Floyd: We have products in more than 68 networks worldwide. About half of those are actually in production networks really starting to deploy DSL, and the other half are in some form of testing. Our largest customers in the United States are SBC Communications and Covad, so we have a major ILEC [incumbent local exchange carrier] and a major data CLEC [competitive local exchange carrier] as the top two customers here. Internationally, we're allied with British Telecom and Telefonica Deutsche Telecom, and all the major PTTs in Europe and Southeast Asia as well.
InfoWorld: What is the one big hurdle that DSL needs to overcome to proliferate?
Floyd: I think one of the biggest hurdles we've come across is the self-installs, because these guys can't roll trucks to every installation, especially on the residential side. The numbers are so large. So self-installs is the way it's going to go.
InfoWorld: What's your take on the battle between DSL and cable?
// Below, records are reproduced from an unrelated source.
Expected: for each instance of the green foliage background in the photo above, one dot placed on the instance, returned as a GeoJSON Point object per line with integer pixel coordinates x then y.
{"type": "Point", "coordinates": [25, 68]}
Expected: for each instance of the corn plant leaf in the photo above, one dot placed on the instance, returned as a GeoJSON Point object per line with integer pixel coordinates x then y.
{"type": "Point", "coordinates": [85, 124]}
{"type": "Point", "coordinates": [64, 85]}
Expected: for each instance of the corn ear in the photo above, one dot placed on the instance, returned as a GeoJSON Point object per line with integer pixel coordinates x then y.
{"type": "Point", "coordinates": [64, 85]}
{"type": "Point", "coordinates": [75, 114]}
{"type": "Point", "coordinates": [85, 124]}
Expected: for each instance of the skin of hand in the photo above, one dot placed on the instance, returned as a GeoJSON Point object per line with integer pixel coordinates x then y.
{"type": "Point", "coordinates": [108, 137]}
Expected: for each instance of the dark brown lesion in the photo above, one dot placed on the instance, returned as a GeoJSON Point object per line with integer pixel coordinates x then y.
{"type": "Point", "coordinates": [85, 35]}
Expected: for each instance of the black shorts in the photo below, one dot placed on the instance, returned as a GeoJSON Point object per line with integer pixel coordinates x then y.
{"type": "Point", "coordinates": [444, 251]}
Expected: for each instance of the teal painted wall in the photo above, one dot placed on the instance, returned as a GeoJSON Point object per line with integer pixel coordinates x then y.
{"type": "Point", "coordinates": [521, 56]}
Floyd: I think both technologies will coexist. I don't think one eliminates the other. In the business marketplace, DSL will be very dominant in that space because most cable networks don't go around business parks or around the business areas. If you moved to residential broadband, that's where the user has an alternative among telephony services, DSL for broadband, or cable. If you think about where DSL is, we have about 800 million copper loops worldwide. That's our universe for targeting DSL. If you look at cable, they don't have near the infrastructure [we do] globally.
InfoWorld: How big a business issue is this?
Floyd: I think it is relevant because if you look at an ILEC or AOL or some of the largest ISPs, if they lose a customer to a cable network, the cable network is not as open as a telephony network and so they're going to lose business as well. Once you get on a cable network, you have different ISPs and it's pretty much a closed network.
InfoWorld: A lot of sites are limited in the number of DSL lines that can be run through a neighborhood. Will this always be the case?